The interaction of waves with matter is highly dependent on the frequency of these waves and the scale of their wavelengths in relation to the properties of the medium under consideration. In the context of ultrasound imaging applications, particularly concerning metals, the scales considered are generally on the order of a millimeter (ranging from a tenth to several tens of millimeters). However, depending on the manufacturing processes used, metallic materials, often anisotropic, can also have a microstructure with heterogeneities of similar dimensions. Consequently, ultrasonic waves propagating through metals may, under certain circumstances, be significantly influenced by their microstructures. This can either pose limitations to certain ultrasonic techniques (e.g., attenuation, structural noise) or provide an opportunity to estimate local properties of the inspected metal.
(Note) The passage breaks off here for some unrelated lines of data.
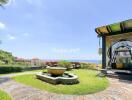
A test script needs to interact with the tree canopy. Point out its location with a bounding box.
[0,50,14,64]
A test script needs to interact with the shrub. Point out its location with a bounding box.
[58,60,72,70]
[81,63,99,69]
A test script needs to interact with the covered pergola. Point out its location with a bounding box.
[95,19,132,69]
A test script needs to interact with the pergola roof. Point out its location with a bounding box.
[95,19,132,36]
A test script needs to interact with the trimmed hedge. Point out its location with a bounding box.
[0,67,22,74]
[0,66,42,74]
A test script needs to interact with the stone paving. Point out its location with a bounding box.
[0,73,132,100]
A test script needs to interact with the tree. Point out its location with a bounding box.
[58,60,72,70]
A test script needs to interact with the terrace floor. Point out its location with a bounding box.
[0,73,132,100]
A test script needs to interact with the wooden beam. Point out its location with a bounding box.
[102,36,106,69]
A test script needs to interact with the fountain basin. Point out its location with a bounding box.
[47,67,66,76]
[36,73,79,85]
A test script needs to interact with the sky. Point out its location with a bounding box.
[0,0,132,60]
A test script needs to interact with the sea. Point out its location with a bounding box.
[67,60,102,64]
[44,59,101,64]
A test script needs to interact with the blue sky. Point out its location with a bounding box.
[0,0,132,60]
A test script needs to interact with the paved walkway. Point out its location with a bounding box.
[0,73,132,100]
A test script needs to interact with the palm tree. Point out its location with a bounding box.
[0,0,9,7]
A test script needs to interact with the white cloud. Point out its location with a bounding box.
[6,0,17,6]
[0,22,5,29]
[7,34,16,40]
[52,48,80,54]
[23,33,29,36]
[26,0,43,7]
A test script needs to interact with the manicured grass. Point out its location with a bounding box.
[13,69,109,95]
[0,70,41,76]
[0,90,11,100]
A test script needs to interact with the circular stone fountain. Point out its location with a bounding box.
[36,67,79,84]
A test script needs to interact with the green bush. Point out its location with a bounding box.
[81,63,97,69]
[0,67,23,74]
[58,60,72,70]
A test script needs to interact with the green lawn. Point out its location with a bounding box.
[0,70,41,76]
[13,69,109,95]
[0,90,11,100]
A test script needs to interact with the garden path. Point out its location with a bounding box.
[0,72,132,100]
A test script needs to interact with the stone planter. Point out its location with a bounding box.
[47,67,66,76]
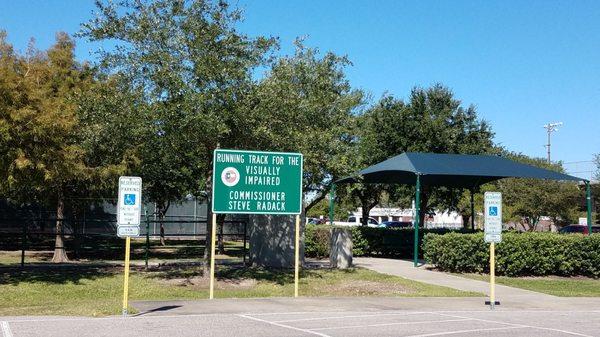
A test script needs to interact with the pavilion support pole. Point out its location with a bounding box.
[470,189,475,231]
[585,181,592,235]
[413,174,421,267]
[329,184,335,226]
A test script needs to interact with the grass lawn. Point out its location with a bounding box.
[456,274,600,297]
[0,266,481,316]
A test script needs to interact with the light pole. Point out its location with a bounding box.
[544,122,563,163]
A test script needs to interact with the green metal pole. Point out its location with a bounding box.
[471,189,475,231]
[21,221,27,268]
[329,184,335,225]
[413,174,421,267]
[585,181,592,235]
[144,209,150,269]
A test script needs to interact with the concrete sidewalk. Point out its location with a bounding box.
[354,257,588,307]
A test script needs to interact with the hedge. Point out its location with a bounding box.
[423,232,600,278]
[305,225,472,258]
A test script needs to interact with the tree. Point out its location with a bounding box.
[492,153,583,231]
[594,153,600,181]
[83,0,277,258]
[0,32,126,262]
[240,40,363,211]
[350,84,496,223]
The general objective of the proposed thesis is to gain a deeper understanding of the link between microstructure and ultrasonic wave behaviour for large classes of material by benefiting from the combined knowledge of LEM3 for the generation of virtual microstructure and of the CEA for the simulation of ultrasonic wave propagation.
This work will combine the acquisition and analysis of experimental data (material and ultrasound), the use of simulation tools, and the statistical processing of data. This will enable an analysis of behaviors based on material classes, and possibly the implementation of inversion procedures to characterize a microstructure from a set of ultrasonic data. The combination of these methods will enable a holistic approach, contributing to significant advances in this field.